Orwell wrote a famous essay in — I think it was published in 1941. It was at the time that “Mein Kampf,” Hitler’s book, was published in Great Britain. And he did a very short review, which is worth reading, in which he describes the book and so on. And then he says at the end, the thing about this horrible book is that I also see its appeal. So here we are in Great Britain — and he was a socialist, of course, and we’re all worried about things like hygiene and water quality, and access to birth control, which was an issue at that time.
And he’s offering people something completely different. And the expression he uses is guns, flags and loyalty parades. So he’s offering people a way of being part of a spectacle. And the rest of us are over here arguing about things that can often seem trivial. And it is, of course, not necessary for liberalism to be about for futile things, or for those to be the main political arguments. But in recent years, they often have been.
I mean, in a way, the height of this was really the era of Tony Blair and Bill Clinton. They were both excellent leaders. They were both excellent speakers. And they were both policy wonks who absolutely believed that if they could just get people in the same room and have them talk to one another, they would soon see the light, and rational conversation would solve all problems, and what people really wanted was better policies to deliver better things.

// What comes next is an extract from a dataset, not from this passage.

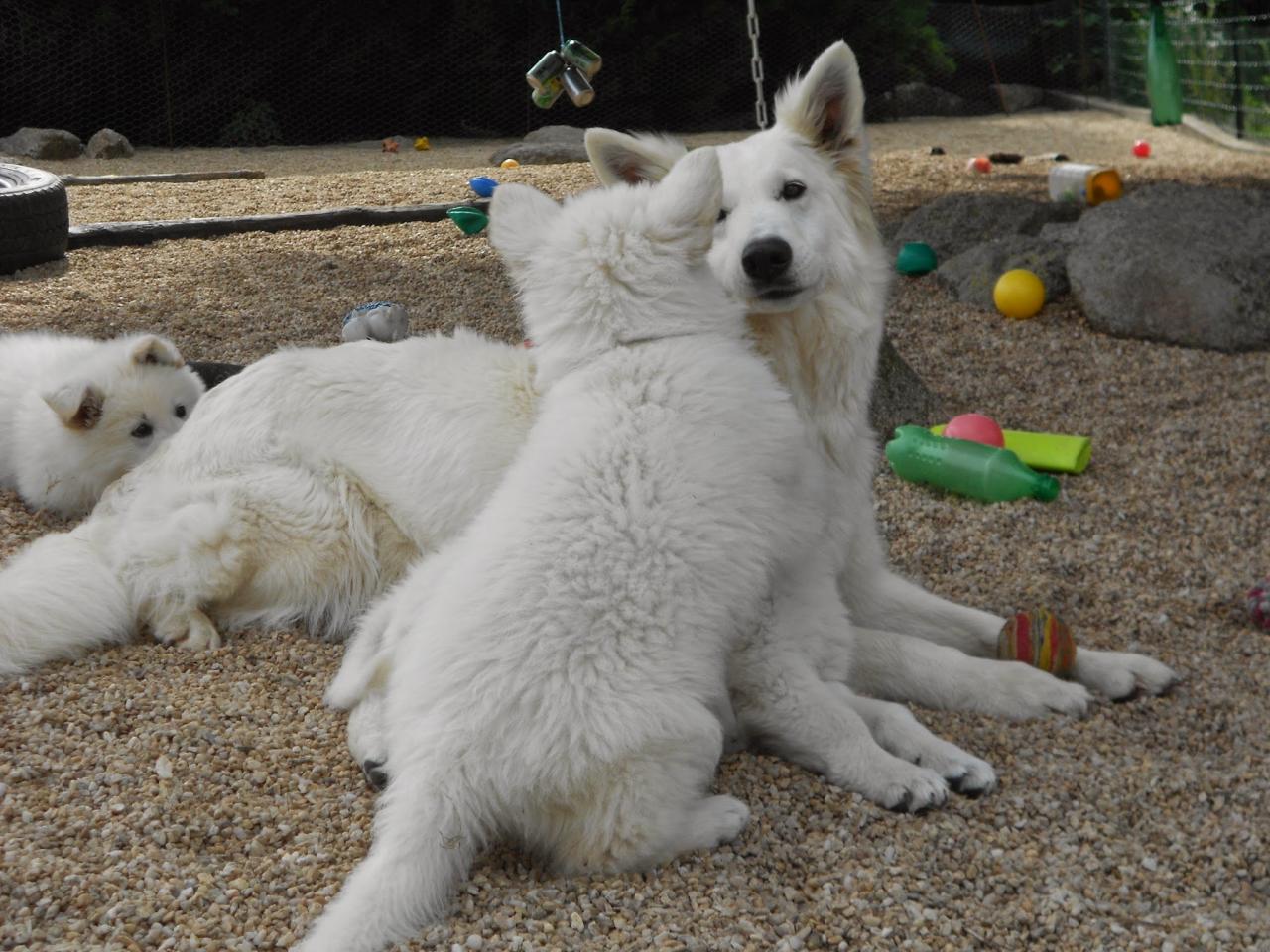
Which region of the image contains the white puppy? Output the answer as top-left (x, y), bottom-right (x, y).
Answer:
top-left (303, 150), bottom-right (821, 952)
top-left (0, 332), bottom-right (203, 517)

And that worked for a while, until it didn’t. And the insight of Orwell, and the insight of a number of autocrats, and the insight of some — in other parts of the political spectrum, too, actually, I might even include Bernie Sanders in this — is that people also sometimes want something more. They want to be part of a movement. They want to be part of a big change. They want to be on the cutting edge. They want to be marching in the parade. And when liberalism shrinks to being only about economics, that’s what can happen.